Contrastive Pre-training of Visual-Language Models
Fully leveraging supervision signals in contrastive perspectives
Contrastive pre-training has been widely applied in deep learning. One reason for this is that contrastive pre-training can improve the efficiency of labeled data. During unsupervised contrastive pre-training, the unlabeled images are clustered in the latent space, forming fairly good decision boundaries between different classes. Based on this clustering, the subsequent supervised fine-tuning will achieve better performance than random initialization.
Visual-Language Models
Visual-Language models started to catch the attention since the emergence of CLIP, mainly due to the excellent capacity in zero-shot learning.

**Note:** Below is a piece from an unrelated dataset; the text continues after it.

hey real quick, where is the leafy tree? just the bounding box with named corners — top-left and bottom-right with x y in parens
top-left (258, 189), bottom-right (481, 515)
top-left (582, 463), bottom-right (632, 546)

CLIP involves two encoders: image encoder and text encoder. During learning, the input is image-text pairs, such as images and their captions. As shown above, during training, the images and captions in a mini-batch are transformed to vectors of the same length by their corresponding encoders, respectively. After normalization, the image vectors are pulled closer to their corresponding text vectors, and pushed apart from the other text vectors. So are the text vectors.
Models trained with multimodal data like this can produce more robust features than trained with unimodal data. Many computer vision researchers leverage the pre-trained image encoder in CLIP for fine-tuning the downstream vision tasks, achieving better performances than pre-trained with only (unimodal) images.
Training CLIP is difficult as the model is very data-consuming. The authors used 400M image-text pairs collected from the internet to train the model. The dataset is collected by first constructing an allow-list of high-frequency visual concepts from Wikipedia and then curated. However, making such a large scale dataset is costly and will hinder the scaling of training in both dataset and model capacity perspectives.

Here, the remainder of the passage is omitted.